主题:哪位可以帮我把这个转成VB的?(有C++和Delphi源码)
见:http://blog.csdn.net/jh_zzz/archive/2007/05/31/1632776.aspx
Delphi 的版本:
function IsTextUTF8(lpstrInputStream : PChar; iLen : Integer) : Boolean;
var
i : Integer;
cOctets : DWORD; // octets to go in this UTF-8 encoded character
chr : UCHAR;
bAllAscii : Boolean;
begin
cOctets := 0;
bAllAscii := True;
for i := 0 to iLen - 1 do
begin
chr := Ord(lpstrInputStream[i]);
if ( (chr and $80) <> 0 ) then
bAllAscii := False;
if ( cOctets = 0 ) then
begin
//
// 7 bit ascii after 7 bit ascii is just fine.

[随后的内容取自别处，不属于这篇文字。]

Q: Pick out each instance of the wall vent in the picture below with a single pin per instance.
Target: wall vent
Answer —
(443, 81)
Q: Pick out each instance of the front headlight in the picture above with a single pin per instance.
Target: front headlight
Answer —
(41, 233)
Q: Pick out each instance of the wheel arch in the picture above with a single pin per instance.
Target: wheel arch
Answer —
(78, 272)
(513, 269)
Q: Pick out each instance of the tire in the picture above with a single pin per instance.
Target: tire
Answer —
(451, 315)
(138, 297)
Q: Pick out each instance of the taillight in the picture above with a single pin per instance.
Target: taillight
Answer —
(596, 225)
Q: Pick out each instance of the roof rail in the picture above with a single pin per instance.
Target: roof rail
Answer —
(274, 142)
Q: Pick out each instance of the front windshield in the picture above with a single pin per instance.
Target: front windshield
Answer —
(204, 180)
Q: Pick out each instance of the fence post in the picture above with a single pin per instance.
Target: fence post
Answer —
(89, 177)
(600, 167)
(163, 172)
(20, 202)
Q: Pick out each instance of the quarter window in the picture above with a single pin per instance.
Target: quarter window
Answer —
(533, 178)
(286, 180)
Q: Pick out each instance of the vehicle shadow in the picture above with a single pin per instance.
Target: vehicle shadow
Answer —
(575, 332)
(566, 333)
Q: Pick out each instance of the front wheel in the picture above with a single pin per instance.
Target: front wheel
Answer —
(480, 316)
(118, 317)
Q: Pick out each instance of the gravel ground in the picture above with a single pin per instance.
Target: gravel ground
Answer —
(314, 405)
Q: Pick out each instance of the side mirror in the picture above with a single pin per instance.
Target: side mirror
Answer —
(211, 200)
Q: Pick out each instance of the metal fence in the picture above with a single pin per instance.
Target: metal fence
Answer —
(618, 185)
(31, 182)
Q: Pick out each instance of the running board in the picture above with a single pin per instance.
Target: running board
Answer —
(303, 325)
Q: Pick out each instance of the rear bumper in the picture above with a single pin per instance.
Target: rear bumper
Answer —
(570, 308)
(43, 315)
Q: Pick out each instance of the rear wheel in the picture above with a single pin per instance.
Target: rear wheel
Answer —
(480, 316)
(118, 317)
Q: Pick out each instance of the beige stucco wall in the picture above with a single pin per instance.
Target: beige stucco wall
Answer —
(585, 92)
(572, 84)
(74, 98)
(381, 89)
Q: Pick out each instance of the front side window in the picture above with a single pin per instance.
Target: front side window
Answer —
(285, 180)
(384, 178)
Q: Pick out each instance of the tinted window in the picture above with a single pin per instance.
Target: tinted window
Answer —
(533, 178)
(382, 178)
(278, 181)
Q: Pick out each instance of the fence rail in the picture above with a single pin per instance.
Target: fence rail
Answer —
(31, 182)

Handle start of encoding case.
//
if ( chr >= $80 ) then
begin
//
// count of the leading 1 bits is the number of characters encoded
//
chr := chr * 2;
cOctets := cOctets + 1;
while( (chr and $80) <> 0 ) do
begin
chr := chr * 2;
cOctets := cOctets + 1;
end;
cOctets := cOctets - 1; // count includes this character
if( cOctets = 0 ) then
begin
Result := False; // must start with 11xxxxxx
exit;
end;
end;
end
else begin
// non-leading bytes must start as 10xxxxxx
if( (chr and $C0) <> $80 ) then
begin
Result := False;
exit;
end;
cOctets := cOctets - 1; // processed another octet in encoding
end;
end;
//
// End of text. Check for consistency.
//
if( cOctets > 0 ) then // anything left over at the end is an error
begin
Result := False;
exit;
end;
if bAllAscii then // Not utf-8 if all ascii. Forces caller to use code pages for conversion
begin
Result := False;
exit;
end;
Result := True;
end;
下面的是 C++ 原作:
/* IsTextUTF8
*
* UTF-8 is the encoding of Unicode based on Internet Society RFC2279
* ( See http://www.cis.ohio-state.edu/htbin/rfc/rfc2279.html )
*
* Basicly:
* 0000 0000-0000 007F - 0xxxxxxx (ascii converts to 1 octet!)
* 0000 0080-0000 07FF - 110xxxxx 10xxxxxx ( 2 octet format)
* 0000 0800-0000 FFFF - 1110xxxx 10xxxxxx 10xxxxxx (3 octet format)
* (this keeps going for 32 bit unicode)
*
*
* Return value: TRUE, if the text is in UTF-8 format.
* FALSE, if the text is not in UTF-8 format.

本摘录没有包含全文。